Weirdest Moment: Everything to do with the daughter.
'Mr. Nobody' (2009)
The last mortal on earth reflects on his life and how every major decision he's made shaped his future. The film's lead character is literally, and figuratively, Nobody, who is supposed to be an abstraction of the possibility that is many worlds as he can predict the future and live life accordingly.
The many worlds interpretations, arguably its most interesting quality, is also the only thing holding it back from being a perfect film. There is no end to exploration in a world where possibilites are endless, making choices feel meaningless and the film, that although consists of a central story line (among others) you care about, overlong.
Its musical score combined with its cinematography very well set the heartfelt tone of the film, which you'll remember even after it's over. Mr. Nobody is flawed only due to the platform through which its experimentative and non-linear story was told, but regardless of which, is a memorable film you should definitely see.
Weirdest Moment: Angels of Oblivion. Whaaat.
'Holy Motors' (2012)
This film is all kinds of weird. Seriously, every genre of it. All of it, piled into one glorious, unrelenting piece of WTF that's ever so confusing, shocking, and surprisingly, funny.
Although it seems to tell the story of a man who portrays a number of different people under a day, the film is most probably a satire on method acting, the loss of identity, and the evolution of cinema, but what makes this film so effective is that, to the naked eye, it makes no sense. There is no obvious narrative, it's full of stories and stories within itself that you are expected to gather and make sense of once the film has ended.
It succeeds because it isn't over reliant on just shocking you with its visuals, but consists of an underlying narrative (which I can't spoil here by talking about) that qualifies it as a film well worth watching, and analyzing to make any sense of.
Weirdest Moment: There is not just 'one weird moment' in this film. It's the entire film. All of it. The entire film is weird.
This film tells the story of a man who discovers his doppelganger and has to deal with the consequences set forth by their interactions. Enemy boasts its weird and misleading thanks to the occasional flashes of arachnid-women and the such, and its double narrative that unfolds without compromising either of value.
The subject of this film is really up to whom you ask, it depends on whether or not they cared to read further into, or stayed content with, the film's seemingly straightforward character study, but what remains without a question is that both audiences will have been entertained.

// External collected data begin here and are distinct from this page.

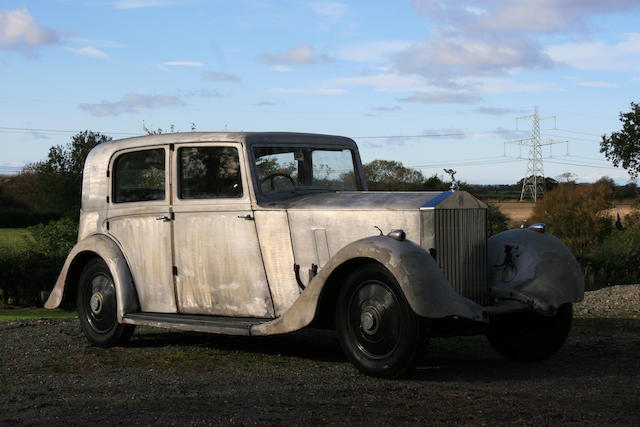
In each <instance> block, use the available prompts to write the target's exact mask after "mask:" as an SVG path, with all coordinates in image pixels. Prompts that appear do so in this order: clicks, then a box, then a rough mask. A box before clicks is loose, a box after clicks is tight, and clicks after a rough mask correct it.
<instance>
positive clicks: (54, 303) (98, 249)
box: [45, 234, 139, 322]
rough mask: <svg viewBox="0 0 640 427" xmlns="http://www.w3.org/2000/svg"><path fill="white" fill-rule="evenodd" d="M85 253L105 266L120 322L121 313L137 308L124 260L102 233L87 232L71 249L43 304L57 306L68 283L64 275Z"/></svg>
mask: <svg viewBox="0 0 640 427" xmlns="http://www.w3.org/2000/svg"><path fill="white" fill-rule="evenodd" d="M85 253H89V254H91V255H92V256H93V255H95V256H98V257H100V258H102V259H103V260H104V261H105V262H106V263H107V266H108V267H109V271H110V272H111V275H112V276H113V283H114V285H115V288H116V298H117V304H118V307H117V315H118V322H122V318H123V316H124V314H125V313H134V312H136V311H138V310H139V304H138V299H137V295H136V290H135V287H134V285H133V278H132V276H131V272H130V270H129V266H128V264H127V261H126V260H125V258H124V255H123V254H122V251H121V250H120V248H119V247H118V245H117V244H116V243H115V242H114V241H113V240H112V239H111V238H109V237H107V236H105V235H102V234H94V235H91V236H87V237H86V238H84V239H83V240H82V241H81V242H79V243H77V244H76V245H75V246H74V247H73V248H72V249H71V252H69V255H68V256H67V259H66V261H65V263H64V265H63V267H62V271H61V272H60V275H59V276H58V280H57V281H56V284H55V287H54V288H53V291H52V292H51V295H50V296H49V298H48V299H47V302H46V303H45V308H58V307H59V306H60V304H61V303H62V298H63V294H64V292H65V290H67V289H68V287H69V285H70V284H69V283H68V280H67V279H68V274H69V271H70V269H71V267H72V264H73V262H74V261H75V260H76V259H77V258H78V257H79V256H80V255H82V254H85Z"/></svg>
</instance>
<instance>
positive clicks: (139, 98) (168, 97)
mask: <svg viewBox="0 0 640 427" xmlns="http://www.w3.org/2000/svg"><path fill="white" fill-rule="evenodd" d="M182 105H184V101H182V99H180V98H178V97H177V96H168V95H143V94H138V93H129V94H127V95H125V96H123V97H122V99H121V100H119V101H115V102H108V101H102V102H100V103H98V104H80V105H79V106H78V108H80V109H81V110H83V111H86V112H88V113H89V114H91V115H93V116H97V117H102V116H117V115H119V114H123V113H138V112H140V110H143V109H144V110H148V109H152V108H157V107H178V106H182Z"/></svg>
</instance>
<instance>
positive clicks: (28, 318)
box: [0, 308, 78, 322]
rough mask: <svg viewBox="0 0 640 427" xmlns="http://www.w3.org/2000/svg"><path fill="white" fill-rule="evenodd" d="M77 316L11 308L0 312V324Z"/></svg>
mask: <svg viewBox="0 0 640 427" xmlns="http://www.w3.org/2000/svg"><path fill="white" fill-rule="evenodd" d="M77 315H78V314H77V313H76V312H74V311H64V310H44V309H41V308H13V309H3V310H0V322H9V321H12V320H22V319H66V318H72V317H76V316H77Z"/></svg>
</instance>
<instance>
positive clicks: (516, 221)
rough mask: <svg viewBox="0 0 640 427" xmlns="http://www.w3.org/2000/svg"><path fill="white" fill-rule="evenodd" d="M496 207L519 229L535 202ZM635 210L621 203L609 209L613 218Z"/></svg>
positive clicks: (532, 206)
mask: <svg viewBox="0 0 640 427" xmlns="http://www.w3.org/2000/svg"><path fill="white" fill-rule="evenodd" d="M492 203H493V204H494V205H496V206H498V208H500V211H501V212H502V213H503V214H505V215H507V216H508V217H509V218H510V219H511V223H510V224H509V225H510V226H511V227H517V226H519V225H520V224H522V220H523V219H526V220H529V219H530V218H531V215H532V214H533V207H534V206H535V203H533V202H516V201H512V202H492ZM632 210H633V205H632V204H630V203H620V204H616V205H615V207H613V208H612V209H609V211H608V213H609V215H610V216H612V217H614V218H615V217H616V214H617V213H619V214H620V216H622V217H624V216H625V215H627V214H628V213H630V212H631V211H632Z"/></svg>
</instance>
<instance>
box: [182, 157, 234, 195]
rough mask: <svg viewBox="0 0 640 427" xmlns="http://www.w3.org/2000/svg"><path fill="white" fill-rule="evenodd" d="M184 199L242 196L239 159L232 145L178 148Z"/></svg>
mask: <svg viewBox="0 0 640 427" xmlns="http://www.w3.org/2000/svg"><path fill="white" fill-rule="evenodd" d="M178 158H179V162H180V163H179V165H180V172H179V174H180V181H179V184H178V188H179V197H180V198H181V199H215V198H228V197H242V181H241V176H240V158H239V157H238V150H237V149H235V148H233V147H193V148H180V149H179V150H178Z"/></svg>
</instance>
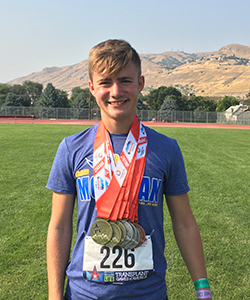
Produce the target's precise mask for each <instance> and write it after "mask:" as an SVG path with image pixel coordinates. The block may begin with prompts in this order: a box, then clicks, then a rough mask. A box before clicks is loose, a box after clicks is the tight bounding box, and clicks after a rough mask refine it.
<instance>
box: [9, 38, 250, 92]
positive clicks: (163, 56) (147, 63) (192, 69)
mask: <svg viewBox="0 0 250 300" xmlns="http://www.w3.org/2000/svg"><path fill="white" fill-rule="evenodd" d="M140 57H141V60H142V72H143V74H144V76H145V79H146V86H145V88H144V93H147V92H148V91H149V90H151V89H152V88H157V87H159V86H161V85H165V86H170V85H172V86H175V87H177V88H178V89H180V90H181V92H182V93H194V94H196V95H203V96H211V97H221V96H225V95H232V96H235V97H238V96H239V97H243V96H245V95H246V94H247V93H248V92H249V91H250V46H243V45H239V44H230V45H227V46H224V47H222V48H221V49H219V50H218V51H213V52H203V53H185V52H182V51H174V52H163V53H159V54H141V55H140ZM25 80H31V81H35V82H39V83H42V84H43V85H44V86H46V85H47V83H52V84H53V85H54V86H55V87H56V88H58V89H62V90H65V91H67V92H70V91H71V90H72V88H74V87H76V86H80V87H82V88H85V87H87V86H88V64H87V60H84V61H82V62H80V63H77V64H75V65H71V66H65V67H51V68H44V69H43V70H42V71H40V72H35V73H32V74H30V75H28V76H25V77H21V78H17V79H15V80H12V81H10V82H9V83H10V84H21V83H22V82H24V81H25Z"/></svg>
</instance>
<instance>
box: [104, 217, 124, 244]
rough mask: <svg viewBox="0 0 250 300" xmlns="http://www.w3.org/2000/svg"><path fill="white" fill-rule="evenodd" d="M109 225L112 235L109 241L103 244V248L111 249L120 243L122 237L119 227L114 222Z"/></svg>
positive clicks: (119, 227)
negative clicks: (110, 229) (112, 230)
mask: <svg viewBox="0 0 250 300" xmlns="http://www.w3.org/2000/svg"><path fill="white" fill-rule="evenodd" d="M109 224H110V225H111V226H112V229H113V235H112V238H111V239H110V241H108V242H107V243H106V244H105V246H107V247H109V248H113V247H115V246H116V245H118V244H119V243H120V241H121V237H122V231H121V229H120V227H119V225H117V224H116V223H115V222H109Z"/></svg>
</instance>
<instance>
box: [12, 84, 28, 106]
mask: <svg viewBox="0 0 250 300" xmlns="http://www.w3.org/2000/svg"><path fill="white" fill-rule="evenodd" d="M10 91H11V92H12V93H14V94H16V95H17V96H18V98H17V99H18V101H19V102H20V106H30V98H29V96H28V94H27V93H26V89H25V87H24V86H22V85H21V84H14V85H13V86H11V89H10ZM18 106H19V105H18Z"/></svg>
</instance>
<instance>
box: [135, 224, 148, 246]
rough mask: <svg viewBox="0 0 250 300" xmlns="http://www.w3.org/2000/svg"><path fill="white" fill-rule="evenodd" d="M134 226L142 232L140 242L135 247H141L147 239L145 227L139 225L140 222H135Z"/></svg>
mask: <svg viewBox="0 0 250 300" xmlns="http://www.w3.org/2000/svg"><path fill="white" fill-rule="evenodd" d="M134 226H135V227H136V228H137V230H138V231H139V234H140V240H139V243H138V245H137V246H136V247H135V248H137V247H140V246H141V245H142V244H143V243H144V241H145V237H146V234H145V231H144V229H143V228H142V227H141V225H139V224H138V223H134Z"/></svg>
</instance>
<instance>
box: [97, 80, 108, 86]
mask: <svg viewBox="0 0 250 300" xmlns="http://www.w3.org/2000/svg"><path fill="white" fill-rule="evenodd" d="M99 84H100V85H109V84H110V81H107V80H104V81H101V82H100V83H99Z"/></svg>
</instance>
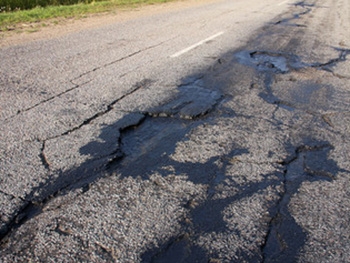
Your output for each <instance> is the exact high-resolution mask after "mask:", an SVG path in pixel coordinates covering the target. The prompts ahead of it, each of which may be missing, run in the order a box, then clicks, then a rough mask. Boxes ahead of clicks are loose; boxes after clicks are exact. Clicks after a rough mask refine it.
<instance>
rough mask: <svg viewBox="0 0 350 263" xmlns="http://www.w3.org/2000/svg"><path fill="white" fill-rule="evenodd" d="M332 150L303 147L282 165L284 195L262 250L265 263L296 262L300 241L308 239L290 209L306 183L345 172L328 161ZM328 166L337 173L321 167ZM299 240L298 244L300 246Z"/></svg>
mask: <svg viewBox="0 0 350 263" xmlns="http://www.w3.org/2000/svg"><path fill="white" fill-rule="evenodd" d="M332 149H333V146H332V145H331V144H329V143H328V142H325V143H323V142H320V143H319V144H318V143H317V142H316V143H315V145H301V146H298V147H296V148H295V150H294V154H292V155H291V156H290V157H288V158H287V159H286V160H285V161H283V163H282V165H283V166H284V167H285V169H284V173H283V174H284V176H283V177H284V179H283V183H282V184H283V191H282V195H281V197H280V199H279V201H278V202H277V205H276V206H275V208H274V210H275V211H274V212H273V214H272V218H271V220H270V222H269V229H268V232H267V235H266V236H265V240H264V242H263V244H262V246H261V247H260V249H261V252H262V256H263V259H262V262H283V261H286V262H294V261H296V260H297V258H298V253H299V252H300V249H301V245H300V243H302V242H300V240H305V239H306V233H305V232H304V231H303V230H302V229H300V228H299V226H298V224H297V223H296V222H295V220H294V218H293V217H292V215H291V213H290V211H289V209H288V204H289V203H290V199H291V198H292V196H293V195H294V194H295V193H297V191H298V189H299V187H300V186H301V184H302V183H303V182H305V181H318V180H322V181H332V180H335V179H336V174H337V173H338V172H339V171H344V170H342V169H339V168H337V166H336V164H335V162H333V161H331V160H329V159H328V153H329V152H330V151H331V150H332ZM318 163H322V165H319V164H318ZM325 163H326V164H328V166H330V167H332V168H335V169H329V171H324V170H322V169H328V167H322V166H327V165H325ZM318 166H321V167H318ZM318 169H321V170H318ZM296 240H298V241H299V244H298V242H296ZM291 257H293V259H291Z"/></svg>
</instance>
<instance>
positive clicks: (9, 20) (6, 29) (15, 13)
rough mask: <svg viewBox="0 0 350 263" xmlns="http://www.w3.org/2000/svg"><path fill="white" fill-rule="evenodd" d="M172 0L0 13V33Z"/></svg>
mask: <svg viewBox="0 0 350 263" xmlns="http://www.w3.org/2000/svg"><path fill="white" fill-rule="evenodd" d="M170 1H173V0H105V1H98V2H95V1H93V2H91V3H78V4H74V5H60V6H47V7H36V8H33V9H31V10H18V11H12V12H0V31H10V30H15V29H17V28H20V27H21V24H23V23H37V24H38V25H44V24H45V23H44V22H45V20H49V19H54V18H81V17H84V16H86V15H89V14H94V13H102V12H111V11H113V10H115V9H116V8H118V7H136V6H139V5H142V4H156V3H165V2H170Z"/></svg>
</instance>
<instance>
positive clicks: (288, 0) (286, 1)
mask: <svg viewBox="0 0 350 263" xmlns="http://www.w3.org/2000/svg"><path fill="white" fill-rule="evenodd" d="M287 2H289V0H287V1H283V2H281V3H279V4H278V6H280V5H284V4H286V3H287Z"/></svg>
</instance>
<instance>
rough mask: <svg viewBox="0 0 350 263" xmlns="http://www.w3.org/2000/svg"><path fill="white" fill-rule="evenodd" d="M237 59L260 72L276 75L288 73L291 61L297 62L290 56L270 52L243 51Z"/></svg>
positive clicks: (283, 54)
mask: <svg viewBox="0 0 350 263" xmlns="http://www.w3.org/2000/svg"><path fill="white" fill-rule="evenodd" d="M236 58H238V60H239V63H241V64H243V65H247V66H250V67H255V68H256V69H257V70H259V71H272V72H274V73H287V72H288V71H290V67H291V65H290V62H289V61H294V60H295V59H293V58H292V57H291V56H290V55H288V54H282V53H278V52H269V51H241V52H238V53H237V54H236ZM295 61H296V60H295ZM293 64H295V63H294V62H293ZM293 68H294V65H293Z"/></svg>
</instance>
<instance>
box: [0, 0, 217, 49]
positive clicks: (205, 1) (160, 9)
mask: <svg viewBox="0 0 350 263" xmlns="http://www.w3.org/2000/svg"><path fill="white" fill-rule="evenodd" d="M215 1H217V0H179V1H178V0H175V1H174V2H168V3H163V4H155V5H144V6H140V7H136V8H131V7H130V8H118V9H116V10H114V11H111V12H108V13H99V14H92V15H88V16H86V17H83V18H56V19H51V20H46V21H41V22H38V23H30V24H22V25H17V26H16V29H15V30H12V31H6V32H0V48H3V47H8V46H13V45H20V44H24V43H28V42H32V41H37V40H45V39H51V38H56V37H61V36H64V35H67V34H71V33H74V32H78V31H81V30H85V29H91V28H98V27H101V26H105V25H108V24H112V23H117V22H121V21H125V20H130V19H134V18H136V17H143V16H151V15H155V14H158V13H162V12H167V11H173V10H180V9H185V8H189V7H193V6H196V5H198V6H199V5H202V4H206V3H210V2H215Z"/></svg>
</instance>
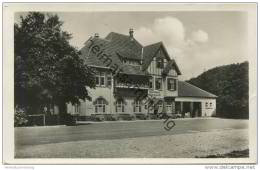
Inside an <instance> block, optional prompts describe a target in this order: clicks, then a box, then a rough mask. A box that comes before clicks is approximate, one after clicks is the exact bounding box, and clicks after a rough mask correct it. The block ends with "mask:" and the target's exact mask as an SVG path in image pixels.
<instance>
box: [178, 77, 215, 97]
mask: <svg viewBox="0 0 260 170" xmlns="http://www.w3.org/2000/svg"><path fill="white" fill-rule="evenodd" d="M178 97H203V98H217V96H216V95H214V94H212V93H209V92H207V91H205V90H202V89H200V88H198V87H196V86H194V85H192V84H189V83H187V82H185V81H178Z"/></svg>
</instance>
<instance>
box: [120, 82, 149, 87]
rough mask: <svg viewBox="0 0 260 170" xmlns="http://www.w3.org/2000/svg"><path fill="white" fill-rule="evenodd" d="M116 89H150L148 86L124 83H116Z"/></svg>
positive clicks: (140, 84)
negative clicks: (118, 88) (123, 88)
mask: <svg viewBox="0 0 260 170" xmlns="http://www.w3.org/2000/svg"><path fill="white" fill-rule="evenodd" d="M115 87H116V88H134V89H149V85H148V84H134V83H124V82H115Z"/></svg>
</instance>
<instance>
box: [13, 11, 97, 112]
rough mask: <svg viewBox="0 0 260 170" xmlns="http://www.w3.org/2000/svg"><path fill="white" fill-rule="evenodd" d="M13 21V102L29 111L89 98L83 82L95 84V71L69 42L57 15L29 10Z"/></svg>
mask: <svg viewBox="0 0 260 170" xmlns="http://www.w3.org/2000/svg"><path fill="white" fill-rule="evenodd" d="M20 19H21V21H20V23H19V24H15V25H14V57H15V67H14V68H15V70H14V73H15V75H14V77H15V88H14V91H15V105H16V106H20V107H22V108H25V109H26V111H27V112H28V113H29V114H34V113H37V112H40V111H39V110H40V109H41V108H42V107H43V106H46V105H47V106H49V105H50V104H51V105H58V106H59V109H60V113H62V114H63V113H66V110H65V108H66V107H65V103H68V102H71V103H72V104H75V103H79V101H80V99H82V100H85V99H90V97H89V95H88V91H87V89H86V86H88V87H90V88H94V87H95V83H94V75H93V74H92V72H91V70H89V69H88V67H87V66H86V65H84V61H83V59H82V58H81V57H80V52H79V51H77V49H76V48H74V47H73V46H71V45H70V44H69V40H70V39H71V37H72V36H71V34H69V33H68V32H66V31H63V30H62V24H63V22H61V21H60V19H59V17H58V16H57V15H51V14H43V13H39V12H30V13H28V15H27V16H25V17H22V16H21V17H20Z"/></svg>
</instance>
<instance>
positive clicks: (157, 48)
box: [142, 42, 162, 70]
mask: <svg viewBox="0 0 260 170" xmlns="http://www.w3.org/2000/svg"><path fill="white" fill-rule="evenodd" d="M161 44H162V42H158V43H155V44H151V45H147V46H145V47H144V49H143V65H142V69H143V70H145V69H147V67H148V66H149V64H150V63H151V62H152V60H153V57H154V56H155V54H156V53H157V52H158V50H159V49H160V47H161Z"/></svg>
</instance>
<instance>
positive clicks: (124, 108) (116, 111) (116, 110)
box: [116, 99, 125, 113]
mask: <svg viewBox="0 0 260 170" xmlns="http://www.w3.org/2000/svg"><path fill="white" fill-rule="evenodd" d="M124 105H125V104H124V101H123V100H122V99H120V100H117V101H116V112H117V113H123V112H125V106H124Z"/></svg>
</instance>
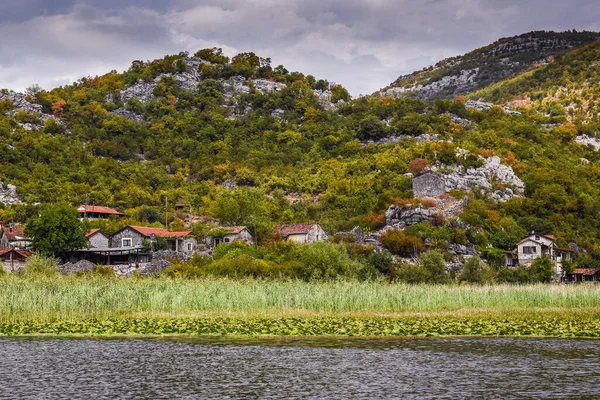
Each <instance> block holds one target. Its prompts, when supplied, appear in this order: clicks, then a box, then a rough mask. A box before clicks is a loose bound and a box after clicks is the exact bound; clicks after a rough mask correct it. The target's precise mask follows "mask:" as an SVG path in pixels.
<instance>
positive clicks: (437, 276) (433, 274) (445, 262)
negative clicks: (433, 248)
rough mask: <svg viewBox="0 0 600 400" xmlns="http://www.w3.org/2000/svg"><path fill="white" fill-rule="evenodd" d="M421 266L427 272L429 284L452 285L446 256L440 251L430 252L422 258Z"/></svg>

Weirdest Moment: That ending.
'Upstream Color' (2013)
Directed, written by, and starring Shane Carruth, Upstream Color explores the story of people whose lives are changed following a parasite intrusion. Upstream Color explores themes of exploitation followed by the paranoia survivors are victimized to, and acts as an analogy to the process of storytelling and narrative control from the perspective of a creation.
Not nearly as complicated as Carruth's sci-fi Primer, but just as abstract, and although the latter half of the film may feel slightly dragged, this film is a must see for its message and ambition.
Some criticize the film for being pretentious and pseudo-intellectual but it really is just experimental and vague. On a more technical note, Carruth scored, and shot the film too. All very neatly cut, full of a 'hint, don't show' approach to scene progression which I thought was worth mentioning.
Weirdest Moment: That removal of the parasite. Ew.